AI for Good Innovate for Impact



                      To overcome the third drawback, this work builds an AIGC moderation platform and designs
                      a multi-level alignment mechanism for safety standards, thereby enhancing the regulatory
                      compliance of generated content. Moreover, by leveraging the powerful capabilities of
                      multimodal large language models, the platform not only detects content authenticity but
                      also identifies manipulated regions, generates heatmap-based visualizations and provides
                      textual explanations of the model's judgment criteria to improve interpretability and user trust.

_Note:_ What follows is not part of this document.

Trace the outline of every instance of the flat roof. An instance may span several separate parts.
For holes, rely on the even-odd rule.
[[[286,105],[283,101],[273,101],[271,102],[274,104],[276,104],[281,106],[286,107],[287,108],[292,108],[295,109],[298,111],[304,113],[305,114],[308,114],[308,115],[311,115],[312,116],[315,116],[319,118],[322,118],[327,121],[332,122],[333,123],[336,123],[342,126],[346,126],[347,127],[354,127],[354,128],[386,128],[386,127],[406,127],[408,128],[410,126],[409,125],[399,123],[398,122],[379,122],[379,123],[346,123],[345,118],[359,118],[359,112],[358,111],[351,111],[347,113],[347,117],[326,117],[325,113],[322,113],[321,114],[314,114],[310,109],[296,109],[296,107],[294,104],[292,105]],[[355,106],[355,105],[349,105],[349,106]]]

                      Proposal

                      Firstly, based on mainstream generative models such as Midjourney, GLIDE, and Stable
                      Diffusion, this case will construct a diverse AIGC dataset. Firstly, this work leverages mainstream
                      generative models to achieve comprehensive multimodal content coverage. For the text
                      modality, models such as DeepSeek V3 and Llama 4.0 are used to generate diverse types of
                      content, including news, commentary, and popular science articles. For the image modality,
                      models like GPT-4o and Imagen 4 are employed to produce images with varying resolutions,
                      subjects, and artistic styles. For the video modality, generative models such as Veo 3 and
                      Gen-4 are utilized to synthesize videos across different scenes and artistic styles. For the audio
                      modality, models like ACE-Step and Stable Audio are used to generate speech with multilingual,
                      gender-diverse, and emotionally varied characteristics. Secondly, a wide range of prompts is
                      designed to enhance the diversity and complexity of the generated content, covering various
                      cultural contexts, neutral and sensitive topics, as well as high-risk and ethically challenging
                      scenarios. Finally, each sample is accompanied by detailed metadata, including the source
                      model, input prompt, content type, post-processing operations, and multimodal association
                      identifiers, ensuring the dataset’s utility for downstream moderation and forensic research.

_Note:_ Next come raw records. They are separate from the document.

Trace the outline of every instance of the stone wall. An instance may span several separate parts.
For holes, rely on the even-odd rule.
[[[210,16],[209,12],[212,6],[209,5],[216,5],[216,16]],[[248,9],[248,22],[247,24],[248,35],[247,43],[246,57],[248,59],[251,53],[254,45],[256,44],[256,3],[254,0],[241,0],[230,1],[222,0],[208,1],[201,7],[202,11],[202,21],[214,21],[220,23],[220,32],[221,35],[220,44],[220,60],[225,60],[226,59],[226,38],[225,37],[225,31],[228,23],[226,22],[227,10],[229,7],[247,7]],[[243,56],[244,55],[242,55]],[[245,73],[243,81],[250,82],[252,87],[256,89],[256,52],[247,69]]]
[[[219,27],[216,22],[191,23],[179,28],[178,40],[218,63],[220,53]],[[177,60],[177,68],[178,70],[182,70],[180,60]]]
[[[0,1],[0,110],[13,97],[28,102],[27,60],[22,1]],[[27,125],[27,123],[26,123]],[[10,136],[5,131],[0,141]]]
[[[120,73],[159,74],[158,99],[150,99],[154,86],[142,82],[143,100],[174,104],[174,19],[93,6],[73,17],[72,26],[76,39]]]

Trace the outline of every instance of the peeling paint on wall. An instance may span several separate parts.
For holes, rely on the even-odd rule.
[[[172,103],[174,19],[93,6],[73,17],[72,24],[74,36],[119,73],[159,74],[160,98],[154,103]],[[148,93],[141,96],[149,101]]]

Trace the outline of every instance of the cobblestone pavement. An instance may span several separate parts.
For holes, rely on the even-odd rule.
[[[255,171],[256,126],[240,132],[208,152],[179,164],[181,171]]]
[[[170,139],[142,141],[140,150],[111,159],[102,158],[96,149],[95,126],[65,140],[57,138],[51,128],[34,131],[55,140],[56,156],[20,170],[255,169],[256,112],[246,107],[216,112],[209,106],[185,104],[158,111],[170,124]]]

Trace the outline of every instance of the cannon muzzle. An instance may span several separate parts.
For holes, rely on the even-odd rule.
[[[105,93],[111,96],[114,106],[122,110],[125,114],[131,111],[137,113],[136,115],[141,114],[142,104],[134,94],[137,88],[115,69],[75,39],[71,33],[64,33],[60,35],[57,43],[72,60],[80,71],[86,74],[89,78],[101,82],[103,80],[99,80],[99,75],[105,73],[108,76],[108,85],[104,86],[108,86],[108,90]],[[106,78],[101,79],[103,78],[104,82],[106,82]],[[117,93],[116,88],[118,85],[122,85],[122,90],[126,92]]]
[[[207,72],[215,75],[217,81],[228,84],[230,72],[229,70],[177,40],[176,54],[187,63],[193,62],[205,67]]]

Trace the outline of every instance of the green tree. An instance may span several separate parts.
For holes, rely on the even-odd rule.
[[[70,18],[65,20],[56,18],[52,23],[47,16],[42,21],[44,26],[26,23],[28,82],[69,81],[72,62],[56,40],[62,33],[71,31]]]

                      The dataset includes various content types, styles, and scenarios, providing rich training data
                      to support subsequent moderation research. Next, this case adopts an unsupervised domain
                      adaptation strategy, extracting and integrating multimodal features (text, image, audio, etc.)
                      to study general multimodal forgery detection methods, enhancing both the accuracy and
                      applicability of detection. Additionally, the case designs a multi-layered safety standard
                      alignment mechanism to balance global commonality with regional characteristics. The first
                      layer involves globally universal standard moderation, while the second layer focuses on region-
                      specific customized standard moderation. Through this hierarchical mechanism, it ensures both
                      global compliance of AIGC content and flexibility in adapting to the cultural and social needs of
                      different regions. Finally, based on the forgery detection and content moderation models, an
                      AIGC moderation platform will be developed. This platform will collaborate with social media
                      platforms to promote its demonstration application and industrialization. The platform will
                      continuously update its data and iteratively improve model performance based on test results.

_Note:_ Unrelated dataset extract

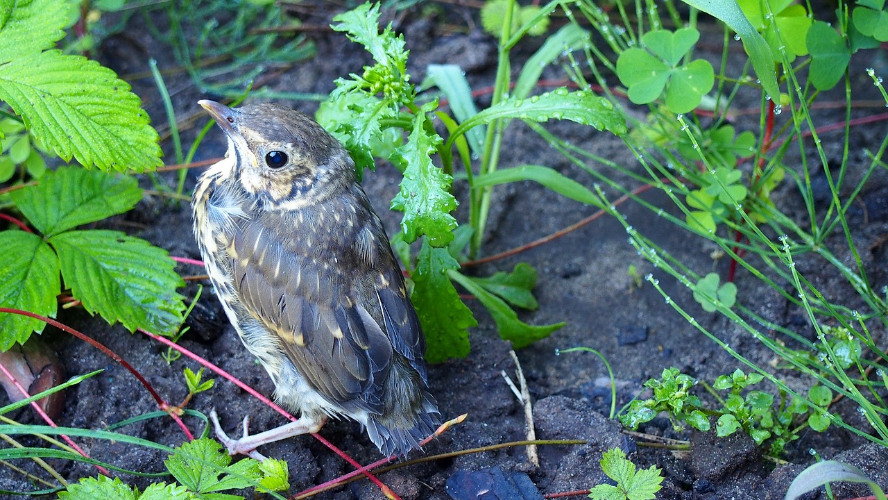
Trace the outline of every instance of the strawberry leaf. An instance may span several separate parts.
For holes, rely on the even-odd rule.
[[[132,177],[64,166],[10,197],[34,227],[52,237],[131,210],[142,190]]]
[[[102,230],[72,230],[49,238],[61,262],[65,286],[90,313],[134,331],[176,333],[185,282],[167,252],[144,239]]]
[[[0,232],[0,306],[54,318],[59,280],[59,258],[36,234],[20,230]],[[0,313],[0,351],[23,343],[45,323],[18,314]]]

                      Moreover, it will support customized moderation for different scenarios. Furthermore, the case
                      will apply for industry standards to increase the adoption and influence of AIGC moderation.
                      •    Content Moderation: Social media platforms can utilize the proposed AIGC moderation
                           platform to detect and identify misinformation, implement appropriate countermeasures
                           to limit its spread, and protect users from deception and harm. This helps ensure the
                           authenticity and credibility of disseminated AIGC content, fostering a safe and trustworthy
                           online environment for users.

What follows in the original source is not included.